Dans un reportage choc publié par Corriere della Sera, le journaliste Andrea Galli dévoile l’existence d’un système mafieux de traite humaine qui exploite des adolescents marocains, principalement originaires de la région pauvre de Béni Mellal, pour alimenter le trafic de drogue dans le nord de l’Italie, notamment dans le parc naturel des Groane, situé à la périphérie de Milan (nord de l’Italie).
Selon un scénario crédible développé par cet enquêteur italien, ces jeunes migrants, souvent mineurs ou à peine majeurs, sont intégrés à une organisation criminelle qui leur fournit logement, nourriture, vêtements… et armes. En échange, ils sont contraints de vendre de la drogue, en étant soumis à un contrôle total et à des violences extrêmes en cas de manquements.
Le parcours migratoire passe par l’Espagne, considérée comme une porte d’entrée plus “souple” vers l’Europe, mais aussi comme un point de repli en cas d’arrestation. Sur le terrain, les dealers vivent cachés dans des fermes abandonnées ou des logements insalubres, souvent loués ou achetés par des complices. Ils sont interdits de contact avec l’extérieur, ne devant ni être vus, ni être reconnus.

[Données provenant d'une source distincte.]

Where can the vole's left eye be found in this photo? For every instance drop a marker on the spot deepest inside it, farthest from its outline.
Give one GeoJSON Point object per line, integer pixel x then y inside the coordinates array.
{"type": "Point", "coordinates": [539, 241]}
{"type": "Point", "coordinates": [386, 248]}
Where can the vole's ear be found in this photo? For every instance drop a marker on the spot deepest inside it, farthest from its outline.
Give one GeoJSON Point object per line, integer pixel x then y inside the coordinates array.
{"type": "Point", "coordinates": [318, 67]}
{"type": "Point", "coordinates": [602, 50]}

L’article souligne quatre aspects de cette “traite” :
- L’origine des mineurs : Béni Mellal, région marquée par la misère et l’abandon éducatif.

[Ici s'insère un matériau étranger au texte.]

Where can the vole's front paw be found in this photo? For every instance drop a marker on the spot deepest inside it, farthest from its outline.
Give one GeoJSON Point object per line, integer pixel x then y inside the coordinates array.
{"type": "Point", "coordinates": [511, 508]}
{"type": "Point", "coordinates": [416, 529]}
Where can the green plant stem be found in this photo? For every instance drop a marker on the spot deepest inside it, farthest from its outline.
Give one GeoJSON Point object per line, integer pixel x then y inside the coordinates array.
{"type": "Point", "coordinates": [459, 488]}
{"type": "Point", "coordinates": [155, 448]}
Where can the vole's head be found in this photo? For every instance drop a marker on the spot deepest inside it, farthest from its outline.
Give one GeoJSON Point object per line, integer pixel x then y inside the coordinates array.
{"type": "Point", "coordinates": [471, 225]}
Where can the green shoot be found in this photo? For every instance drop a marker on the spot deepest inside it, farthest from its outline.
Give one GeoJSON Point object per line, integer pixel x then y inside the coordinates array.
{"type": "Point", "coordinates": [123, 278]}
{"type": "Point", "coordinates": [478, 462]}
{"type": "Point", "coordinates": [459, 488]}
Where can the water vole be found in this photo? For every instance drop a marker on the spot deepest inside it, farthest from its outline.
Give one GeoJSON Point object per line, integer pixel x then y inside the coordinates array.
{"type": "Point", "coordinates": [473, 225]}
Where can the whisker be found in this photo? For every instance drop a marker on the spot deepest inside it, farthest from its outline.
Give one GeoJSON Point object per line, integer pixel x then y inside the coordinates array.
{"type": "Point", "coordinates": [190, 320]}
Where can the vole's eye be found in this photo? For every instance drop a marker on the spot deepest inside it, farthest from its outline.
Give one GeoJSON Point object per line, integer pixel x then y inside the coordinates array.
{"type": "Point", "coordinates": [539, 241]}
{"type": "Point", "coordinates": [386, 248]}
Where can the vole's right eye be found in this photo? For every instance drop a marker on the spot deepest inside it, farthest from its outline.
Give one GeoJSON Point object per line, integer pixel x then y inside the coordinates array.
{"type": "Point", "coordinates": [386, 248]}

- Leur trajet : via l’Espagne, avant d’être redirigés vers les zones boisées du nord de l’Italie.
- Leurs conditions de vie : Ces jeunes transportent constamment drogue et parfois armes blanches ; toute erreur se solde par des tortures.
- L’isolement : Leur présence doit rester secrète. Ils n’ont pas le droit de sortir ou d’interagir avec la société.
Malgré les efforts des autorités locales et de certaines unités spéciales de carabiniers (les gendarmes italiens), le phénomène reste largement ignoré par la société civile italienne, alors même qu’il s’aggrave.